Plaid agrees $58m settlement over data privacy class action
Plaid has agreed to pay $58 million to resolve complaints from consumers that it stored and used bank account information without consent.
The settlement comes after six months of negotiation and mediation between Plaid and representatives of the claimants.
It concerns the storage and usage of user data by Plaid, which connects to bank accounts to tie them into other third-party services and allow easier services like payment initiation.
The plaintiffs alleged in their lawsuit that Plaid “exploited its position as middleman” to collect banking data and sell transaction histories without their knowledge.
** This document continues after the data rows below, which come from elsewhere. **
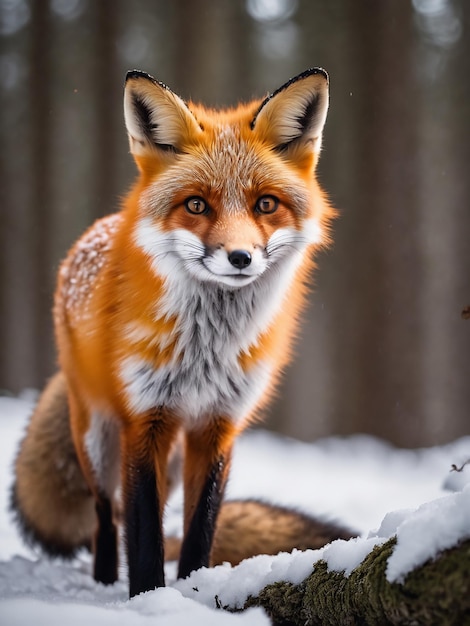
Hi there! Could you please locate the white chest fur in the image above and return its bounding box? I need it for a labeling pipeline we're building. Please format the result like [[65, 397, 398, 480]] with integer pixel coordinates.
[[120, 255, 300, 422]]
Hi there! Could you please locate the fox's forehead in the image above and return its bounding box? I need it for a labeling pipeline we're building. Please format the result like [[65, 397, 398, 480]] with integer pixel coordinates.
[[144, 115, 309, 215]]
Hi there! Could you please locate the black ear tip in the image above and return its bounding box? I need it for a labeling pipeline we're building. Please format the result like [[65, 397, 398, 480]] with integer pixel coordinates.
[[299, 67, 330, 83], [126, 70, 157, 83]]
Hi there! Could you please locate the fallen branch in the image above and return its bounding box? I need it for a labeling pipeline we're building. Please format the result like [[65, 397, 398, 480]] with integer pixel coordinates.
[[245, 538, 470, 626]]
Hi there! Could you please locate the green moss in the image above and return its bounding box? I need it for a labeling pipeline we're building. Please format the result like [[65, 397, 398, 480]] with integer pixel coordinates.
[[242, 539, 470, 626]]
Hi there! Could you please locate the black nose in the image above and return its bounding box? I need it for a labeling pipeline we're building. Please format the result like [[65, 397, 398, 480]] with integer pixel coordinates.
[[228, 250, 251, 270]]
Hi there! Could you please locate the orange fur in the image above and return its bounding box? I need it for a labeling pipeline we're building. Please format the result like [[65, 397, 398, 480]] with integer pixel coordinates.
[[37, 70, 333, 595]]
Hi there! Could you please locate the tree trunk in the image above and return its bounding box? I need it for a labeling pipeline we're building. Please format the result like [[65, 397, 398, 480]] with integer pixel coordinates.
[[245, 539, 470, 626]]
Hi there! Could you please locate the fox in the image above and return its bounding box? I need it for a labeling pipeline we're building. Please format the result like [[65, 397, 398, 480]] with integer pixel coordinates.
[[10, 372, 357, 566], [10, 68, 335, 597]]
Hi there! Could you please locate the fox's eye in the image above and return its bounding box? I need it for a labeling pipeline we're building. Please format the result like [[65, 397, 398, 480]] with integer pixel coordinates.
[[184, 196, 207, 215], [255, 196, 279, 214]]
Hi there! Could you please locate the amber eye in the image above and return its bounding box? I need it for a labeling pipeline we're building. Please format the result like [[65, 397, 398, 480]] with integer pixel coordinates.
[[255, 196, 279, 214], [184, 196, 207, 215]]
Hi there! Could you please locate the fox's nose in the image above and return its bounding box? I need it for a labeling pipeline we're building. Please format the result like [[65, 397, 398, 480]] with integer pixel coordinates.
[[228, 250, 251, 270]]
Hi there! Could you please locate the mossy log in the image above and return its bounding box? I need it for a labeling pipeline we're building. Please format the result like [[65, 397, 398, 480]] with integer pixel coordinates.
[[245, 539, 470, 626]]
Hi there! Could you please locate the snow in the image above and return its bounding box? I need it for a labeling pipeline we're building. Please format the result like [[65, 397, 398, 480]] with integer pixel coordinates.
[[0, 393, 470, 626]]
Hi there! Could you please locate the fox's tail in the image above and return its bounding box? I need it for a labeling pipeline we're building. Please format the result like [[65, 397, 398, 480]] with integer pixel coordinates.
[[10, 372, 354, 565]]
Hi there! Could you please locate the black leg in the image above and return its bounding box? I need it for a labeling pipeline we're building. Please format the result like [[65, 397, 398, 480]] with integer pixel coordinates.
[[178, 458, 227, 578], [93, 496, 118, 585], [125, 458, 165, 598]]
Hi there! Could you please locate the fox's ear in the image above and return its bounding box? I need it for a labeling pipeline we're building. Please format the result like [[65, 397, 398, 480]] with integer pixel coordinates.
[[251, 68, 328, 152], [124, 70, 202, 156]]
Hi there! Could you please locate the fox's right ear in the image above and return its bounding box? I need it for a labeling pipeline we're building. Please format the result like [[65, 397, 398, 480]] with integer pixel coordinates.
[[124, 70, 202, 157]]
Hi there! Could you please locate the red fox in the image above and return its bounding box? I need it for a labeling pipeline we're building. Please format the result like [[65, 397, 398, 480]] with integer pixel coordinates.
[[11, 372, 354, 565], [10, 68, 334, 596]]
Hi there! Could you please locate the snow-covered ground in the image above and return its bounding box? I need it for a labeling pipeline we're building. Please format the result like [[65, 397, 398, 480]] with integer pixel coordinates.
[[0, 398, 470, 626]]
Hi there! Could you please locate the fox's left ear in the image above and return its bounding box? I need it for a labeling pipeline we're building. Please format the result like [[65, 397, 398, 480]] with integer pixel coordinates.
[[251, 67, 328, 152], [124, 70, 202, 158]]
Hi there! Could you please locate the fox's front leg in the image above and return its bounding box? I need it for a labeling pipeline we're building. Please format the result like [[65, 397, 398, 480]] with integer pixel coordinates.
[[121, 415, 178, 597], [178, 419, 236, 578]]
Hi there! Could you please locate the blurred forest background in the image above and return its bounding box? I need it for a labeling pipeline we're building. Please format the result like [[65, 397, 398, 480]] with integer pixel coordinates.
[[0, 0, 470, 446]]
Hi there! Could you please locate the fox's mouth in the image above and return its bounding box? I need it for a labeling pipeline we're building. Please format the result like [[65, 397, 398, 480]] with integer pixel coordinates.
[[201, 257, 263, 287]]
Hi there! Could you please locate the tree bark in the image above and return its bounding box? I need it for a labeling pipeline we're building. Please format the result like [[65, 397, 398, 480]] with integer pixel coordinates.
[[245, 538, 470, 626]]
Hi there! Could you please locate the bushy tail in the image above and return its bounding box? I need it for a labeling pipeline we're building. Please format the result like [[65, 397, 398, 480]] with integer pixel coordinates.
[[10, 372, 354, 565], [165, 500, 357, 565], [10, 372, 96, 557]]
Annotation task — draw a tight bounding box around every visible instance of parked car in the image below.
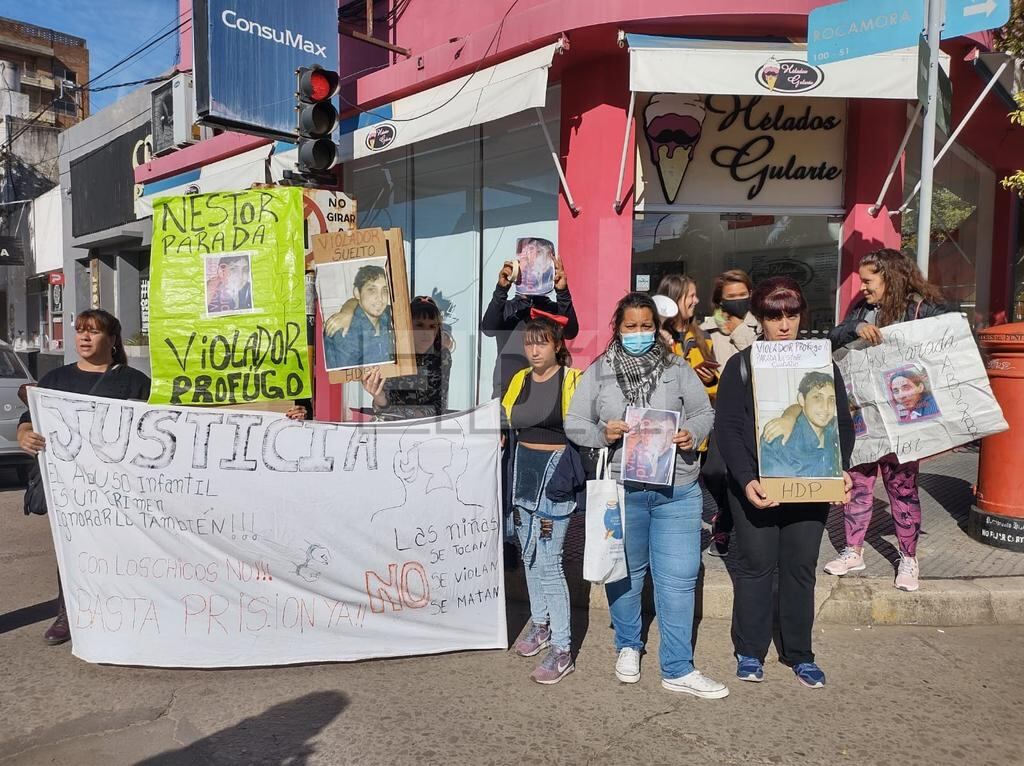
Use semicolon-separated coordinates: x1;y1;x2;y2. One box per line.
0;342;36;483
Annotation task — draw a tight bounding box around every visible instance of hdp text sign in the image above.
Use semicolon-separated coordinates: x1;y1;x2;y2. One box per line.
150;188;310;406
30;388;507;668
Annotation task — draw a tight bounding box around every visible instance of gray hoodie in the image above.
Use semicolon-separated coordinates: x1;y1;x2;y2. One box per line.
565;354;715;486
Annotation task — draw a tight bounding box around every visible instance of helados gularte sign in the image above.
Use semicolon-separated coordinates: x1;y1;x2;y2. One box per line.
150;188;310;406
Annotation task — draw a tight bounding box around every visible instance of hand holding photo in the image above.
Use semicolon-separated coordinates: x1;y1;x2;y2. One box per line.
512;237;555;295
623;407;692;485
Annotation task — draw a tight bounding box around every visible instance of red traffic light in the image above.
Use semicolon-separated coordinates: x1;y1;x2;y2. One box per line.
299;67;340;103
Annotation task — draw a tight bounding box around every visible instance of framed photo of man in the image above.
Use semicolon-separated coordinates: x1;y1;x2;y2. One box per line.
312;228;416;383
751;340;846;503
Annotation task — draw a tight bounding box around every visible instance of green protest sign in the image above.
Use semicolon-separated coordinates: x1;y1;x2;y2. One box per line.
150;188;310;406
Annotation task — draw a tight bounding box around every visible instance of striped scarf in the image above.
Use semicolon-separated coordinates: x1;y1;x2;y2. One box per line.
605;339;672;407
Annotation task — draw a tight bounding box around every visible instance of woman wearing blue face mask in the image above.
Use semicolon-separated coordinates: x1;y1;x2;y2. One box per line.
565;293;729;699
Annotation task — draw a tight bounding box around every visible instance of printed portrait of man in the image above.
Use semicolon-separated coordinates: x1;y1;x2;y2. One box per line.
206;254;253;315
324;264;394;370
761;372;843;478
885;365;941;425
623;410;678;484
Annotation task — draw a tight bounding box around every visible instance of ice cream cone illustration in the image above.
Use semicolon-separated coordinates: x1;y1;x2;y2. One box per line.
643;93;708;205
761;56;780;90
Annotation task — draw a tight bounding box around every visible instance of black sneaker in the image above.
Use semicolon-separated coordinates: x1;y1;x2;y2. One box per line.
43;611;71;646
708;531;729;558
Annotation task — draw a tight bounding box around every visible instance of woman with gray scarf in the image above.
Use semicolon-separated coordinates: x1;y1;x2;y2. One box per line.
565;293;729;699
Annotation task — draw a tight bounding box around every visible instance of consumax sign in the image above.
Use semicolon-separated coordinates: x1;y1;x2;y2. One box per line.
194;0;338;138
637;93;846;210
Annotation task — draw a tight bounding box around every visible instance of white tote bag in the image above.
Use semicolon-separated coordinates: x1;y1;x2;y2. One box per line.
583;449;629;585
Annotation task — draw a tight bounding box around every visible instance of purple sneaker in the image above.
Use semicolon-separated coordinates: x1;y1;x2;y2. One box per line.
529;646;575;684
515;623;551;657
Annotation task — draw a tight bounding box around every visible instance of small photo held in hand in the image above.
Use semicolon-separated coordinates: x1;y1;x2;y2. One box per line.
882;365;942;425
623;407;679;485
513;237;555;295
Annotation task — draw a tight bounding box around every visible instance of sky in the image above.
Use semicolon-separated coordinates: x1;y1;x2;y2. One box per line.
0;0;178;114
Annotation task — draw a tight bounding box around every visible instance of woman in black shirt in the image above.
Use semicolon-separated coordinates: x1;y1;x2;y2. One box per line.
502;318;580;684
715;276;854;688
17;308;150;646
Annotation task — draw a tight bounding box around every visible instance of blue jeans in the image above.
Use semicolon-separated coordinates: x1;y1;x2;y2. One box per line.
513;505;570;651
604;482;702;678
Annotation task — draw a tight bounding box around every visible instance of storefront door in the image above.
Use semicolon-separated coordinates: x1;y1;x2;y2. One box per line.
632;212;841;336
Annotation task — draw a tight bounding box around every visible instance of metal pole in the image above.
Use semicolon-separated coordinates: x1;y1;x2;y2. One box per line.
897;58;1013;213
867;103;923;218
615;89;637;215
918;0;945;279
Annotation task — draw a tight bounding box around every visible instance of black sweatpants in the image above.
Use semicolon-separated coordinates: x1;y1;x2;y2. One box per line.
729;481;828;666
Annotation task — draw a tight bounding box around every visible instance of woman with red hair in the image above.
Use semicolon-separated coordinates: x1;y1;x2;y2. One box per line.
715;276;854;688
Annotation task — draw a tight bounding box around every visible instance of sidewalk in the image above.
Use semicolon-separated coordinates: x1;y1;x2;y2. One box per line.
507;446;1024;626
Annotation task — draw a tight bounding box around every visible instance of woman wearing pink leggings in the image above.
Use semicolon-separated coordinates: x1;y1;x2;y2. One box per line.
824;248;946;591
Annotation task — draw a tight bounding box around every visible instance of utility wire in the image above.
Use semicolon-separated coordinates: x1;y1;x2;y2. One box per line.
338;0;519;122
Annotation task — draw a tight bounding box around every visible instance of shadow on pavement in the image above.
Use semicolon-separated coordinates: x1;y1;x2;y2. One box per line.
0;598;57;634
135;691;348;766
918;473;974;530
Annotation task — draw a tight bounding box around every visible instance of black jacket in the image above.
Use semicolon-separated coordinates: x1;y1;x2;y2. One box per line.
480;285;580;397
828;294;949;349
715;348;855;497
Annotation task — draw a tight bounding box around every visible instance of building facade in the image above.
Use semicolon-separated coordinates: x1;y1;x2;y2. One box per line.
136;0;1024;418
0;17;89;356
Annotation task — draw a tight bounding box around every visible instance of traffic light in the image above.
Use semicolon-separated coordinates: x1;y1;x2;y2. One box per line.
295;66;339;173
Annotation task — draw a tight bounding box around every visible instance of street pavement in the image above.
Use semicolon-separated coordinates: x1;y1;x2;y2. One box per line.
0;460;1024;766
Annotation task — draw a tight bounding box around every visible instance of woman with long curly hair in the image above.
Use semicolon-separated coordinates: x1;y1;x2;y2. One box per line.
824;248;947;591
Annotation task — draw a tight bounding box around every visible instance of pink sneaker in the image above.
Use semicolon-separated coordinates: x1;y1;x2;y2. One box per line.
896;555;921;593
825;546;866;577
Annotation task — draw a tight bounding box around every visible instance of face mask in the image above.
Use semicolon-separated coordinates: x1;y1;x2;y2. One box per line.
722;298;751;318
622;331;654;356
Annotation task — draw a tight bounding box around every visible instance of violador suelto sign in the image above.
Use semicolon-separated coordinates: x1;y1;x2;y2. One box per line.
193;0;338;138
0;237;25;266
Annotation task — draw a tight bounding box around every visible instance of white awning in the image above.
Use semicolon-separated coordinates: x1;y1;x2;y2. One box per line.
338;42;562;162
30;186;63;274
135;144;273;218
625;34;949;99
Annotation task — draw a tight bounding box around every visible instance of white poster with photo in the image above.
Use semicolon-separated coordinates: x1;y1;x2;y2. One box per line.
30;388;507;668
836;313;1009;465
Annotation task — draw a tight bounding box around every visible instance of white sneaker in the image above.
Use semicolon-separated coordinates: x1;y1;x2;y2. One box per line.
825;546;867;577
895;555;921;593
615;646;640;683
662;671;729;699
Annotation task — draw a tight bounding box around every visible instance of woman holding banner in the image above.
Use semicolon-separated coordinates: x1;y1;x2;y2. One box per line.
565;293;729;699
17;308;150;646
502;316;580;684
362;295;452;420
715;276;854;688
824;248;947;591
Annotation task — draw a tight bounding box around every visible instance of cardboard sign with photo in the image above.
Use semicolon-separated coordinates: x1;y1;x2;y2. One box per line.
312;228;416;383
751;340;845;503
512;237;555;295
623;407;679;486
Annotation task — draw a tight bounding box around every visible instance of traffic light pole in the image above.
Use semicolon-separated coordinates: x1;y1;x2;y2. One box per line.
918;0;945;279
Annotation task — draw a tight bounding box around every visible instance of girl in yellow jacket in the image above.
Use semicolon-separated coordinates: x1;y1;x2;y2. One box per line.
502;312;580;684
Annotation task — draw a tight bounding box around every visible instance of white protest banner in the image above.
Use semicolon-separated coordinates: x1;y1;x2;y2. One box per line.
30;388;507;668
836;313;1009;465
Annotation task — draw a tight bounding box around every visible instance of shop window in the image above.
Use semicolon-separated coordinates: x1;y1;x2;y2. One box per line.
344;87;559;410
631;213;841;337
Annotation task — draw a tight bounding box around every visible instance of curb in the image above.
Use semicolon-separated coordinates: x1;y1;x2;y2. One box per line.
505;565;1024;628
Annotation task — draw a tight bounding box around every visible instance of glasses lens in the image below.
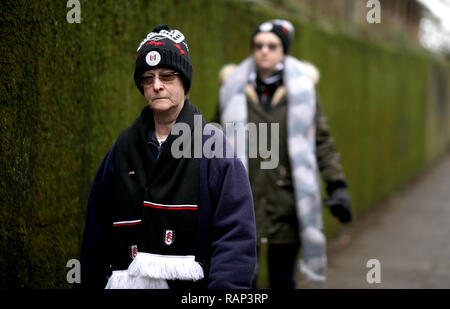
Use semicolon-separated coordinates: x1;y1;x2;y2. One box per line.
254;43;264;50
141;72;178;86
159;72;178;82
253;43;278;51
141;74;155;86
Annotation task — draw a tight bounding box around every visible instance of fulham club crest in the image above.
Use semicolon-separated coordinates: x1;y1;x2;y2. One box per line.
164;230;175;246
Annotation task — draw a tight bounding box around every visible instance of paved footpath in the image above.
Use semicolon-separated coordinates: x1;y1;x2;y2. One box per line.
298;155;450;289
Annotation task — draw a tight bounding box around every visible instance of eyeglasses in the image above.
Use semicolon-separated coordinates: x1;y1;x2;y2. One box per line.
253;43;280;51
140;72;178;86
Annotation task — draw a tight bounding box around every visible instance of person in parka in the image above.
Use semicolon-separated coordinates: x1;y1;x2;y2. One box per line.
215;20;352;288
81;25;256;289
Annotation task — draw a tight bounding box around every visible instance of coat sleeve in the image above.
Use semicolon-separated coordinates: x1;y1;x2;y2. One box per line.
80;148;114;288
209;146;256;289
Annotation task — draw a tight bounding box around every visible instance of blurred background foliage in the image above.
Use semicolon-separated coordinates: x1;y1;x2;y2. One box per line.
0;0;450;288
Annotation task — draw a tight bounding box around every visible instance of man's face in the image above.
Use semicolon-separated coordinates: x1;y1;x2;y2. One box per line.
253;32;284;71
141;68;185;112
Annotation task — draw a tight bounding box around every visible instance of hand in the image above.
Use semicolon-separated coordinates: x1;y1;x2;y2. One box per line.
324;188;352;223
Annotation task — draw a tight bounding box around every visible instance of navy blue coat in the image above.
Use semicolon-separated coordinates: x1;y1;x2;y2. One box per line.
81;121;256;289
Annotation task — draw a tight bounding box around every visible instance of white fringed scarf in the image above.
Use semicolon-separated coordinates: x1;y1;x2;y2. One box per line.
220;56;327;283
105;252;204;289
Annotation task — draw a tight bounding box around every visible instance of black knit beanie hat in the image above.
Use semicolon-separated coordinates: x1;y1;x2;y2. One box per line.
250;19;294;54
134;24;193;94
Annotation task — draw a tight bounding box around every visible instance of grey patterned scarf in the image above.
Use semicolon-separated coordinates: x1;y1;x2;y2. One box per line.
220;56;327;283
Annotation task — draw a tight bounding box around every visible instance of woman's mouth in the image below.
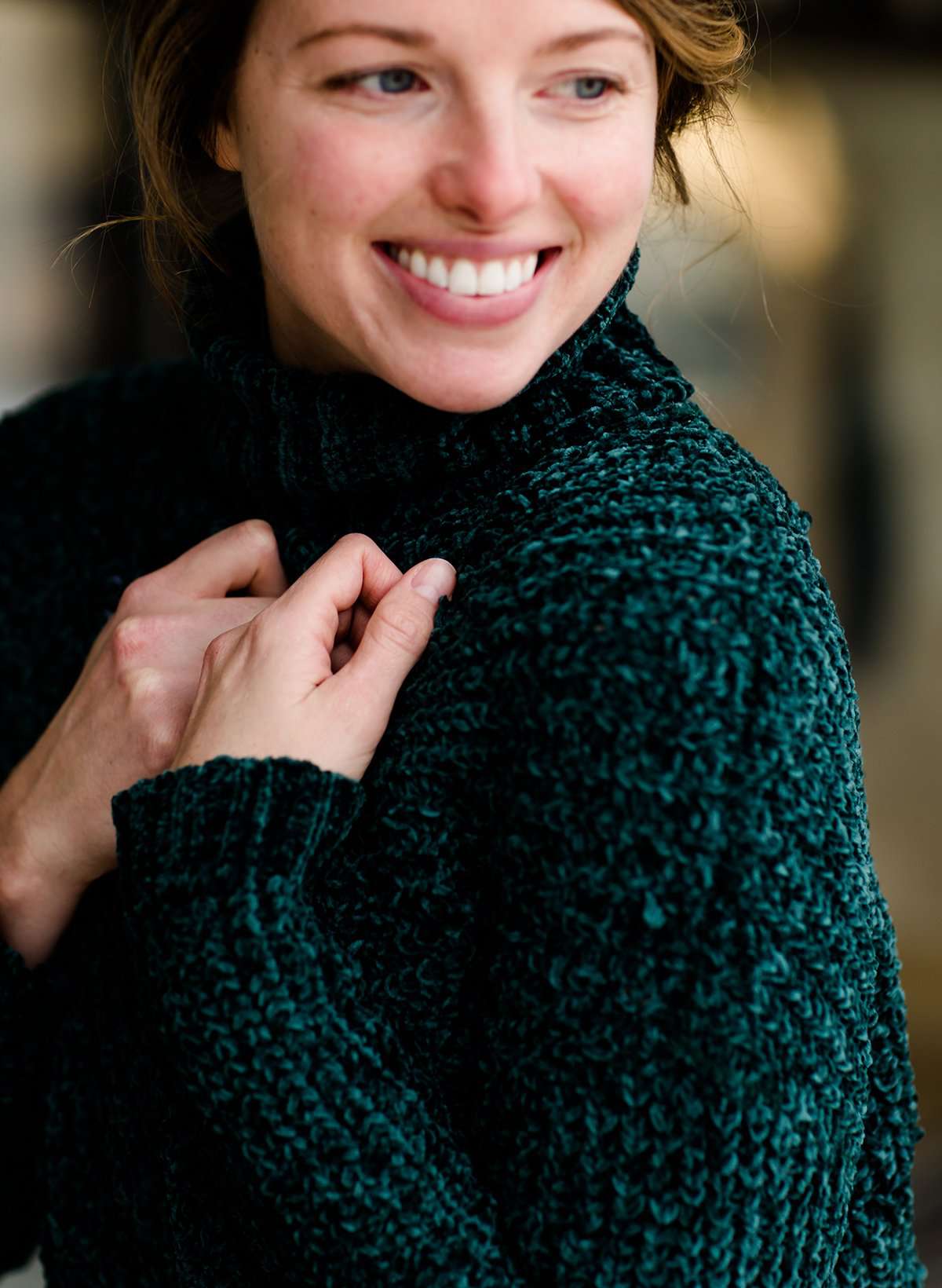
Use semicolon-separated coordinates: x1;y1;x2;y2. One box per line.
373;242;562;326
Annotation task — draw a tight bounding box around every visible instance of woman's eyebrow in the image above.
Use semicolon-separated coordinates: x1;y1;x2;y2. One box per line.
292;22;646;54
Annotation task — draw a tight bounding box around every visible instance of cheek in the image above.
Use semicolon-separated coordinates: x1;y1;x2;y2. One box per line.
561;139;654;232
266;123;413;227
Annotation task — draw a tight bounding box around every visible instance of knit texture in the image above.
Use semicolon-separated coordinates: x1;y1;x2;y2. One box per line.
0;216;926;1288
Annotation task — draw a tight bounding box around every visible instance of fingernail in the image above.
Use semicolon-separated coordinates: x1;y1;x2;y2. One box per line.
412;559;457;606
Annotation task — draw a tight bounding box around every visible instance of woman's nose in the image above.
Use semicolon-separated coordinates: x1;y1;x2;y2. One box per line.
431;102;542;229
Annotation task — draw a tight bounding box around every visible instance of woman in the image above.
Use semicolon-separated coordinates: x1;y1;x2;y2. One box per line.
0;0;926;1288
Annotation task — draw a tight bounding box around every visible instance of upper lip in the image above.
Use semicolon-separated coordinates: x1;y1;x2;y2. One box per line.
389;237;558;263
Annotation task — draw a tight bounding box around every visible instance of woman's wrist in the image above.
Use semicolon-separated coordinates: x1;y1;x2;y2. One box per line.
0;821;84;970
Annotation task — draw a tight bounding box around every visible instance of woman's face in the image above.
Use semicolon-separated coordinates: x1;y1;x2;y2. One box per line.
216;0;658;411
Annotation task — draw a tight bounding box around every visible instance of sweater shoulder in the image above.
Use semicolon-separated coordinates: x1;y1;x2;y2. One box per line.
495;402;833;614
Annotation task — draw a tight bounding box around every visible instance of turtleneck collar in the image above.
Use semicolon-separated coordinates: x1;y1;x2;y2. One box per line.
185;214;690;503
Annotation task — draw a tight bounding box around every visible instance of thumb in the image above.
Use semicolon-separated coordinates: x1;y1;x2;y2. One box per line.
341;559;458;701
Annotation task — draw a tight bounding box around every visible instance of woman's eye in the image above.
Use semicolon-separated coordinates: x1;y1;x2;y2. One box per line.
327;67;416;98
327;67;624;103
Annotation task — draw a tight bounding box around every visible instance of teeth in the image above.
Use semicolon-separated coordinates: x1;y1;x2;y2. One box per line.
390;246;538;295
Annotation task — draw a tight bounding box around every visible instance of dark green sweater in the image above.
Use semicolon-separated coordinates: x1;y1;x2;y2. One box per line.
0;224;926;1288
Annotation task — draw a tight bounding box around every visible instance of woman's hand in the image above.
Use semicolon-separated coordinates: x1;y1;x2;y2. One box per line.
170;532;455;779
0;519;287;964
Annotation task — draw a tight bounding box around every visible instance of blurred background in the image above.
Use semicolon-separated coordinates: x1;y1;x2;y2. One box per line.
0;0;942;1288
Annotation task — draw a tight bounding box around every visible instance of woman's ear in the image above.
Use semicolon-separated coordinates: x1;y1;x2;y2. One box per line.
203;120;242;173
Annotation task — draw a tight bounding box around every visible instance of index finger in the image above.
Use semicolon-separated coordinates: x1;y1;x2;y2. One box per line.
149;519;288;599
266;532;403;652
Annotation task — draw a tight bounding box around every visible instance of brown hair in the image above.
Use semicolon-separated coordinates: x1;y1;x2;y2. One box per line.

Plaid is accused of scraping details on deposits, withdrawals, transfers, and purchases for users which “did not connect an account to the application”.
If the court approves the settlement, Plaid will also be required to maintain changes to its user interface and delete all stored data for those affected.
The fintech must also reduce the levels of data it stores, restricting it to only “necessary” information for it to offer its services.
Cooley’s Michael Rhodes, lead counsel for Plaid, says the fintech is resolving claims which “go back to the earliest days of the company”.
He adds: “The underlying claims and challenged conduct do not reflect today’s Plaid.”
Approximately 98 million people could be affected by the settlement. If all were to file a claim, each would receive an estimated 60 cents.